The madness of our Congress

George Will covers yet another maddening spending bill before Congress. Because, as we all know, it's government's responsibility that we all have digitial television. I believe Locke or Burke said something to that effect one.

Two excellent paragraphs:
Now, the hardhearted will, in their cheeseparing small-mindedness, ask: Given that the transition to digital has been underway for almost a decade, why should those who have adjusted be compelled to pay money to those who have chosen not to adjust? And conservatives who have not yet attended compassion reeducation camps will ask: Why does the legislation make even homes with cable or digital services eligible for subsidies to pay for converter boxes for old analog sets — which may be worth less than the government's cost for the boxes?

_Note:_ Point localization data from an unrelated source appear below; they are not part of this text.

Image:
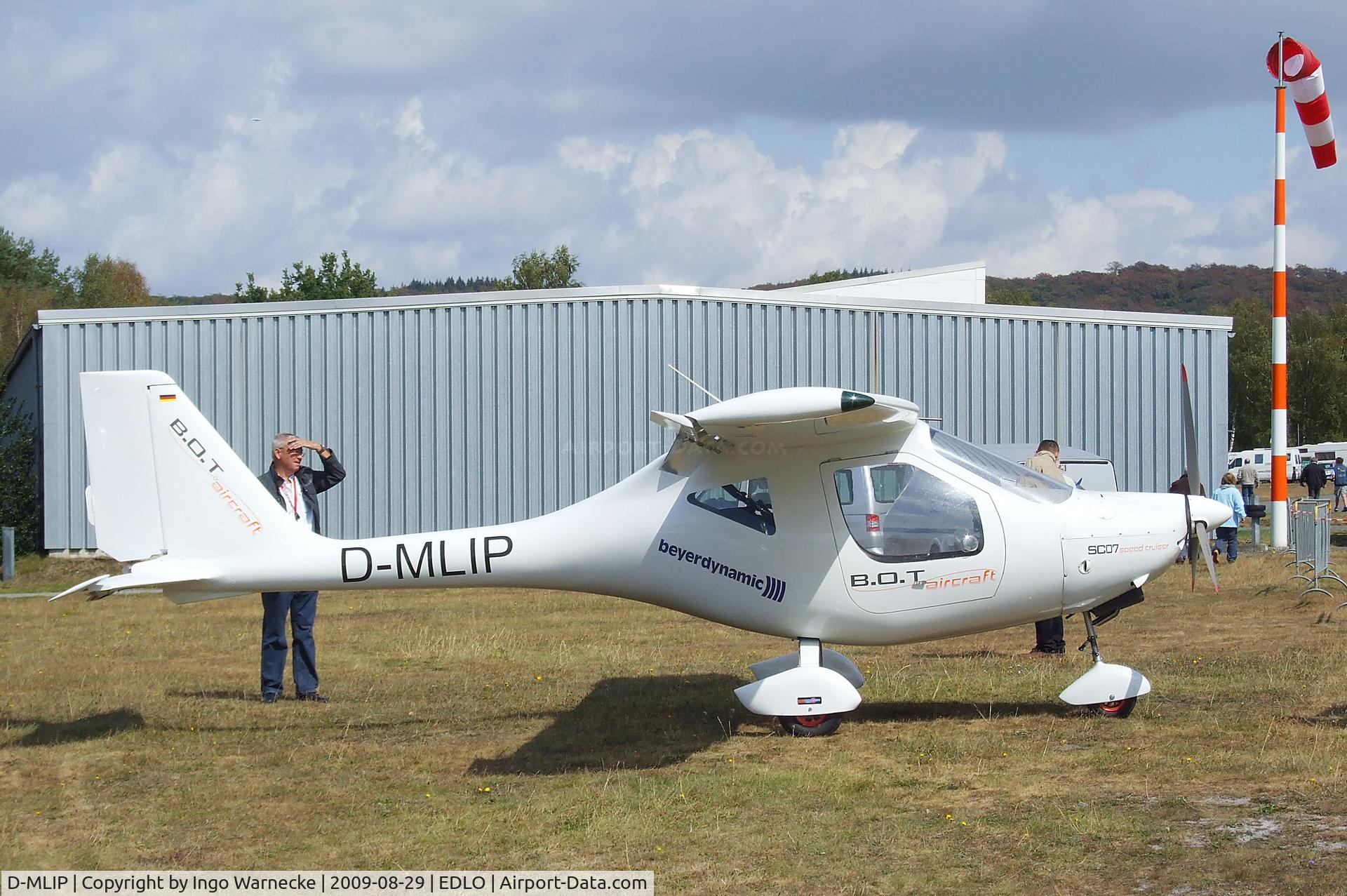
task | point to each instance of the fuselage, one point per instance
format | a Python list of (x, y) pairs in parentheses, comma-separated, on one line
[(772, 541)]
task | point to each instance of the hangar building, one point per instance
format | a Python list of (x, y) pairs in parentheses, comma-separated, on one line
[(481, 408)]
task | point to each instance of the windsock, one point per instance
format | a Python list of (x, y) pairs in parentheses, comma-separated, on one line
[(1304, 73)]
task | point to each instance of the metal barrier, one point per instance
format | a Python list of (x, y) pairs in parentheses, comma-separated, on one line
[(1311, 528)]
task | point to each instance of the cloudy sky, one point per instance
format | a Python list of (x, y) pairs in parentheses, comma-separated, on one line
[(714, 143)]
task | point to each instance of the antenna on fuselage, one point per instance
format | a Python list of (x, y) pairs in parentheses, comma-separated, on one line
[(714, 398)]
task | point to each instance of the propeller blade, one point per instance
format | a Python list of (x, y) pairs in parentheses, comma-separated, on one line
[(1205, 543), (1190, 434), (1188, 544)]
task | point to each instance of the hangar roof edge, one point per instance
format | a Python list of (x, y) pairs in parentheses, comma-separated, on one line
[(629, 293)]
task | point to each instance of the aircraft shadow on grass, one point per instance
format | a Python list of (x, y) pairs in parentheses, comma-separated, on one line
[(662, 720), (647, 721), (85, 728), (1331, 714), (937, 710)]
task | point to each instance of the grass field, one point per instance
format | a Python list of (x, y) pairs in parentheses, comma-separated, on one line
[(537, 729)]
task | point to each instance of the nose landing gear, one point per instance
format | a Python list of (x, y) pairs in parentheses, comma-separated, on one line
[(808, 692), (1106, 689)]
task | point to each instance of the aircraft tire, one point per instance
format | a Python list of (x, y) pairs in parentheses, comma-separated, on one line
[(1115, 709), (810, 727)]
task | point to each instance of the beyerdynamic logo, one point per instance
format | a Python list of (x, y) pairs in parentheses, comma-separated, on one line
[(768, 587)]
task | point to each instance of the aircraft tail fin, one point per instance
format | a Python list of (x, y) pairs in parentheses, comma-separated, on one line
[(165, 484)]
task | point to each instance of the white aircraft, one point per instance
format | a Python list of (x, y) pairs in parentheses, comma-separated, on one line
[(811, 514)]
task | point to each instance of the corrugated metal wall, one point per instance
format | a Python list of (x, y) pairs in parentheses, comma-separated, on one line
[(477, 414)]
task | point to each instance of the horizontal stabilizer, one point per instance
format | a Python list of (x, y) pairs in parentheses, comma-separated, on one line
[(175, 578)]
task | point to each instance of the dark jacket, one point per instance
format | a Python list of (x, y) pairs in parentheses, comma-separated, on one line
[(1313, 476), (311, 483)]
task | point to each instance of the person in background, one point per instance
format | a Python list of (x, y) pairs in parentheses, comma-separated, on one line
[(295, 488), (1228, 535), (1313, 479), (1050, 634), (1339, 486), (1247, 481)]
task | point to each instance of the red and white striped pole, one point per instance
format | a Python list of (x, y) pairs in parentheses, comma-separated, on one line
[(1279, 321), (1291, 61)]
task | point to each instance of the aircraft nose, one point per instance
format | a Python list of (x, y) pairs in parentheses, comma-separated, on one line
[(1210, 512)]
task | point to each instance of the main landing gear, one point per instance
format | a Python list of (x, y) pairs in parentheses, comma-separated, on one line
[(808, 692), (1108, 689)]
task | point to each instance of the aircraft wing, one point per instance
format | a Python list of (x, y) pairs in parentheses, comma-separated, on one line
[(787, 417)]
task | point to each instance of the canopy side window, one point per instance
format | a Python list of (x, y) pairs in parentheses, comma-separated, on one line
[(900, 514), (746, 503)]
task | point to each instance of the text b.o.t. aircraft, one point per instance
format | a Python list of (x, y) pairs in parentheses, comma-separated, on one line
[(812, 514)]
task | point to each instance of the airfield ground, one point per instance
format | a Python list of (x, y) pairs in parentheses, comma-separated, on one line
[(535, 729)]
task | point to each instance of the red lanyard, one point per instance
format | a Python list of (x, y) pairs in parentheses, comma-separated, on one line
[(294, 493)]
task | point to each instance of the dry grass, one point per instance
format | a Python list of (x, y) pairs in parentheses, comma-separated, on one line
[(608, 737)]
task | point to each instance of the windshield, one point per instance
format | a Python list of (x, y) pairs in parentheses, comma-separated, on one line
[(1012, 477)]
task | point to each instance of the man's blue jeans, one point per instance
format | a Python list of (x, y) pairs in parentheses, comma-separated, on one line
[(302, 608)]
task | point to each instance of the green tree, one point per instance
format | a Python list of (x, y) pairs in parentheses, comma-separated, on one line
[(30, 281), (1010, 297), (540, 271), (1316, 363), (22, 265), (18, 476), (302, 282), (1250, 373), (105, 282)]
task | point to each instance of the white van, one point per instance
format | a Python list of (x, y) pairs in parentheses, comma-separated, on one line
[(1086, 471), (1261, 458)]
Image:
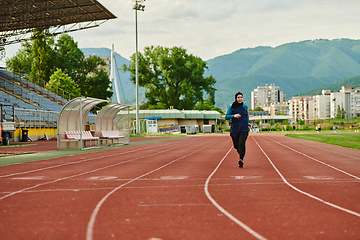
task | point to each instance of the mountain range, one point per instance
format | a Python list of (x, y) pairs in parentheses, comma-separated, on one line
[(294, 67)]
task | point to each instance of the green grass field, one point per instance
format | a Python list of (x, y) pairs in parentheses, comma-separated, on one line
[(351, 140)]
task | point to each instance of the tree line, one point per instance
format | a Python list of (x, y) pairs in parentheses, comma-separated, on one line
[(171, 76), (61, 64)]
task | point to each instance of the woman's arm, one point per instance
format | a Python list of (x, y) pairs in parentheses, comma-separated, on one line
[(229, 114)]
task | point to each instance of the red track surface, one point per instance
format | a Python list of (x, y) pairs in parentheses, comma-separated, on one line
[(190, 188)]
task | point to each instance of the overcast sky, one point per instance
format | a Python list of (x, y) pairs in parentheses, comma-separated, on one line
[(210, 28)]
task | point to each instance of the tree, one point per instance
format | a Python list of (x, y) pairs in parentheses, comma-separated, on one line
[(60, 80), (40, 58), (20, 63), (2, 52), (43, 57), (94, 82), (70, 58), (340, 113), (171, 77), (258, 109)]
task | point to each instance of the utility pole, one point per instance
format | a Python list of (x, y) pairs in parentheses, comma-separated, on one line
[(141, 7)]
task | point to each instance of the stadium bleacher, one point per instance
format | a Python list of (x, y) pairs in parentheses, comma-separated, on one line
[(33, 104)]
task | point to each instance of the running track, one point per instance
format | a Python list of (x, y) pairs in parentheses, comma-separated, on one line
[(188, 188)]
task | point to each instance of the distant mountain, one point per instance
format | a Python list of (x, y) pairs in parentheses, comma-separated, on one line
[(353, 82), (128, 86), (293, 67)]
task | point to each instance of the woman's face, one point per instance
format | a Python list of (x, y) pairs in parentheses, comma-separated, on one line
[(239, 98)]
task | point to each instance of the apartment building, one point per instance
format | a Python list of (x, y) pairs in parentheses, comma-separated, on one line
[(324, 106), (299, 107), (264, 96)]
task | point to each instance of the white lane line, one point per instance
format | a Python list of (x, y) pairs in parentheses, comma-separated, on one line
[(234, 219), (342, 154), (80, 174), (328, 165), (65, 164), (305, 193), (90, 228)]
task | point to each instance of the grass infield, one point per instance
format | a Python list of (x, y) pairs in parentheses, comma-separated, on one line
[(350, 140)]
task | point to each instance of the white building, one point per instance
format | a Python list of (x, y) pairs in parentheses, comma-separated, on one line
[(265, 95), (299, 107), (324, 106), (347, 99)]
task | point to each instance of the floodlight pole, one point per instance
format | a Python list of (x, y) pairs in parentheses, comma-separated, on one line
[(137, 7)]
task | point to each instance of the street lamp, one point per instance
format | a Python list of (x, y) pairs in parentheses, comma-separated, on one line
[(137, 6)]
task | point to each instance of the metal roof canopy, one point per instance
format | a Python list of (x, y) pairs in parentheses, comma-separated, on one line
[(19, 17), (72, 117), (107, 117)]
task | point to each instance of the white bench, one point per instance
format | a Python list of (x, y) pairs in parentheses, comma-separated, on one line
[(75, 136), (111, 135)]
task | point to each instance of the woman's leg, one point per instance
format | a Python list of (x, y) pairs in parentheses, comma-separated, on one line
[(241, 147)]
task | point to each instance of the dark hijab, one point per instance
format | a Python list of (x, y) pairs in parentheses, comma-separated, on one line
[(236, 104)]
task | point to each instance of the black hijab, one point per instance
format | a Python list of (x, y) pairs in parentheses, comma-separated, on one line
[(236, 104)]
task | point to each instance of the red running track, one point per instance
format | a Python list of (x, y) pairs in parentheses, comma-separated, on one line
[(190, 188)]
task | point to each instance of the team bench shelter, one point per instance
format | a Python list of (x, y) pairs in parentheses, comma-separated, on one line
[(109, 128)]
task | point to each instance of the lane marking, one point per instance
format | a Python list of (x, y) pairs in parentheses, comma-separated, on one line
[(246, 177), (319, 177), (234, 219), (305, 193), (331, 151), (102, 178), (29, 178), (83, 173), (337, 169), (90, 227), (173, 177), (82, 160)]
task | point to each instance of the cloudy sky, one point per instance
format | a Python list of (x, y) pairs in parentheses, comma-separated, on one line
[(210, 28)]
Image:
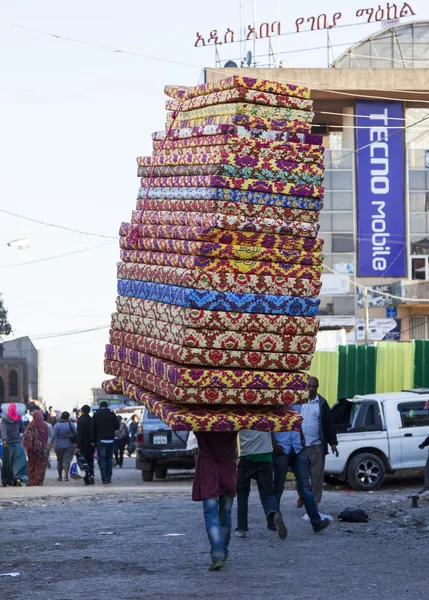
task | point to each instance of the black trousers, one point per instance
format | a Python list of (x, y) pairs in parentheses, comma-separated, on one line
[(88, 455), (119, 451), (262, 473)]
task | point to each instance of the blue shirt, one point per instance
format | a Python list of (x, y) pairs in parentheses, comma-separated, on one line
[(288, 441)]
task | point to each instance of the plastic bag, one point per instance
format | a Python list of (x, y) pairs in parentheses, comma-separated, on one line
[(192, 443), (75, 471)]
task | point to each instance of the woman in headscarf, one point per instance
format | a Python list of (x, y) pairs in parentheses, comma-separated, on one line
[(36, 444), (14, 467)]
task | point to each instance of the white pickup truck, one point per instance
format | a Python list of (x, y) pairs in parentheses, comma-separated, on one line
[(382, 436)]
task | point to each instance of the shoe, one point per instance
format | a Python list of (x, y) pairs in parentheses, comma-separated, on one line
[(280, 525), (321, 525), (217, 565), (240, 533)]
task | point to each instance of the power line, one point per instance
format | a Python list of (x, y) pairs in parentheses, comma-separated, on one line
[(56, 225), (32, 262), (314, 85), (46, 336)]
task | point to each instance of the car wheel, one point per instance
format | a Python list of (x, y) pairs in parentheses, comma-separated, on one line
[(147, 475), (160, 473), (365, 472)]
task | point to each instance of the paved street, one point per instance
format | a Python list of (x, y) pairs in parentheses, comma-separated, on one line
[(146, 541)]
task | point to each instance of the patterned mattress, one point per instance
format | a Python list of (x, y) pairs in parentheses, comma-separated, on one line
[(215, 323)]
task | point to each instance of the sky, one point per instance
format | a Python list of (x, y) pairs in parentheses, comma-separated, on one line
[(73, 118)]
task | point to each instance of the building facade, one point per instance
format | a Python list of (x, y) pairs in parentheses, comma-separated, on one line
[(372, 108), (18, 371)]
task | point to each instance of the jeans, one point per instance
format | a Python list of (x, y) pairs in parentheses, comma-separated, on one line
[(88, 455), (316, 467), (105, 460), (427, 473), (119, 451), (262, 473), (217, 515), (299, 465)]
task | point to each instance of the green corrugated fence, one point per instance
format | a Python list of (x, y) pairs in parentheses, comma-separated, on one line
[(383, 367)]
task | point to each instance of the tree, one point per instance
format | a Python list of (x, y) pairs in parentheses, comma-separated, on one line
[(5, 328)]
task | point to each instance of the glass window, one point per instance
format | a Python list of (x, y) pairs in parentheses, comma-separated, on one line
[(325, 221), (419, 268), (327, 238), (419, 244), (342, 200), (419, 222), (342, 180), (328, 180), (342, 221), (414, 414), (417, 159), (419, 201), (343, 242), (326, 307), (417, 180), (339, 158), (327, 200)]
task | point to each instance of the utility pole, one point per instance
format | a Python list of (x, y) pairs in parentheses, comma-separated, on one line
[(365, 299)]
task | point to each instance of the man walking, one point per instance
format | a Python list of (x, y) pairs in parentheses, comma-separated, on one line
[(84, 442), (215, 483), (104, 423), (256, 462), (319, 430), (290, 452)]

I defy anyone to explain why this program is even remotely a good idea. Please, please, please. And he concludes:
What oil is to Saudi Arabia — a defining abundance — cognitive dissonance is to America. Americans are currently in a Founding Fathers literary festival. They are making bestsellers out of many biographies of the statesmen who formulated America's philosophy of individualism and self-reliance and who embodied that philosophy — or thought they did — in a constitutional architecture of limited government. Yet Americans have such an entitlement mentality, they seem to think that every pleasure — e.g., digital television — should be a collective right, meaning a federally funded entitlement. Clearly, Americans' civic religion of reverence for the Founders is, like most religions, more avowed than constraining.